* Sees no reason to extend bid deadline past Aug 14
* No bids filed yet
(Adds detail, quotes)
By Patryk Wasilewski
WARSAW, Aug 7 (Reuters) - The government is seeking a hefty premium in a tender for two thirds of Poland's only listed utility Enea <ENAE.WA>, Deputy Treasury Minister Jan Bury said.
The government wants to sell 67 percent of the utility, worth 6.1 billion zlotys ($2.1 billion) at current market prices, in the first major step of ambitious privatisation plans to net 36.7 billion zlotys by 2010.
"We definitely want to get a better price than the current market one. I am convinced that what we will get will be significantly higher," Bury told Reuters in an interview late on Thursday.
"We must remember we are selling a controlling stake and thus an adequate premium is necessary. Morever, Enea is developing and I expect this year's results to be much, much better than the last."
Enea had a net profit of 215 million zlotys last year and 202 million in the first quarter this year.
Poland wants to plug its growing budget hole with privatisation revenues but the sell-off proposals have spawned political controversy.
Enea shares jumped as much as 5.7 percent to 21.75 during the session.
Investors have until Aug. 14 to bid for the stake but some of them have complained they need more time.
Bury said no bids had yet been filed but saw no reason to extend the deadline as potential bidders were well aware of the timetable.
Bury confirmed that Czech CEZ <
>, France's GDF Suez <GSZ.PA>, Sweden's Vattenfall [ ] and Germany's RWE <RWEG.DE> had shown interest in the stake."Investors have plenty of time. The ones we mentioned were interested in the sale from the beginning and knew when we would be ready. There were no surprises here," Bury said.
Poland floated a 23.5 percent stake in Enea last year, with Vattenfall acquiring 19 percent of the company for 1.7 billion zlotys amid low interest from other investors.
MORE PRIVATISATION, CONTROVERSIES
Bury, who is responsible for the energy department at the treasury on behalf of a privatisation-sceptical junior coalition partner PSL, is responsible for two out of three major privatisaitons by the ruling government.

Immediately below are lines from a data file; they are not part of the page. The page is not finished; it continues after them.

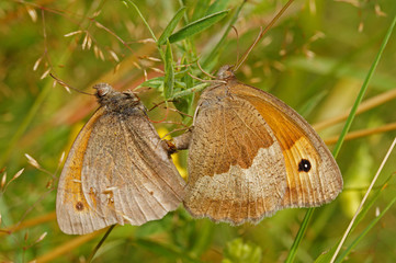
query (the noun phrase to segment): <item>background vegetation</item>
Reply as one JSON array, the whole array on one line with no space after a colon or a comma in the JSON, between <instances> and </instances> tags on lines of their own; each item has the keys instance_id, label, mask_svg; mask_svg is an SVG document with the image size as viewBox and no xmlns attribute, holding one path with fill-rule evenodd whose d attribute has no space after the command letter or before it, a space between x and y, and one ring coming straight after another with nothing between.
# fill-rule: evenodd
<instances>
[{"instance_id":1,"label":"background vegetation","mask_svg":"<svg viewBox=\"0 0 396 263\"><path fill-rule=\"evenodd\" d=\"M214 11L229 9L213 26L170 44L177 81L173 93L201 83L186 71L205 78L194 64L197 58L207 71L235 64L237 54L247 49L260 26L265 26L285 1L246 2L234 24L239 47L236 33L230 31L213 54L241 3L136 1L157 38L181 7L186 9L177 30ZM296 0L252 50L237 77L296 108L316 124L331 148L332 137L340 134L344 121L326 128L319 124L349 113L395 14L393 0ZM98 82L124 90L163 77L163 61L142 18L131 3L122 1L1 1L0 34L0 261L84 262L103 232L82 237L60 232L55 196L63 152L68 151L97 103L93 96L54 87L48 72L89 92ZM165 53L166 45L160 49ZM364 96L364 101L384 100L372 101L372 107L358 114L351 127L374 130L342 146L337 161L344 191L335 202L315 210L296 262L328 260L319 256L340 241L396 135L395 61L392 35ZM177 67L179 64L191 67ZM148 84L151 89L138 89L147 107L163 101L160 83L161 79L156 79ZM196 98L183 96L176 106L192 114ZM149 113L154 121L167 117L179 123L156 124L162 134L181 128L180 123L191 124L189 117L166 112L159 107ZM392 178L395 155L391 155L363 216L342 247L341 252L350 249L348 262L396 261L396 209L392 206L396 196ZM177 160L182 174L185 157L181 152ZM24 171L19 173L21 169ZM20 176L12 180L15 174ZM386 206L389 210L377 217ZM306 210L285 209L257 226L231 227L195 220L180 207L142 227L116 227L95 262L283 262Z\"/></svg>"}]
</instances>

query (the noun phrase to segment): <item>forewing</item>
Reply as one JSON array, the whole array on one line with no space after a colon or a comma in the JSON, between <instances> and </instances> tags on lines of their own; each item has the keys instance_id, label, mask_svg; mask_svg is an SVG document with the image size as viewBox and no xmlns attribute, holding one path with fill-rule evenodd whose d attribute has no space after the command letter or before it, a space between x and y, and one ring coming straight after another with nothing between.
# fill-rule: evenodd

The utilities overseen by him, together with a copper miner KGHM <KGHM.WA>, are a cornerstone of the government's sell-off plan.
The treasury wanted to sell up to 42 percent of KGHM next year but the move is opposed by Prime Minister Donald Tusk. [
]Bury expects that this year Poland's largest utility PGE will issue some 15 percent new shares worth 4-5 billion zlotys and the next year Poland's second biggest energy producer Tauron could be sold to an investor.
"I don't want to speculate on how much Tauron is worth, but it is much larger and worth much more than Enea," Bury said.
The Tauron sale has been opposed by deputy premier Waldemar Pawlak who believes it should remain under government control because of its strategic importance.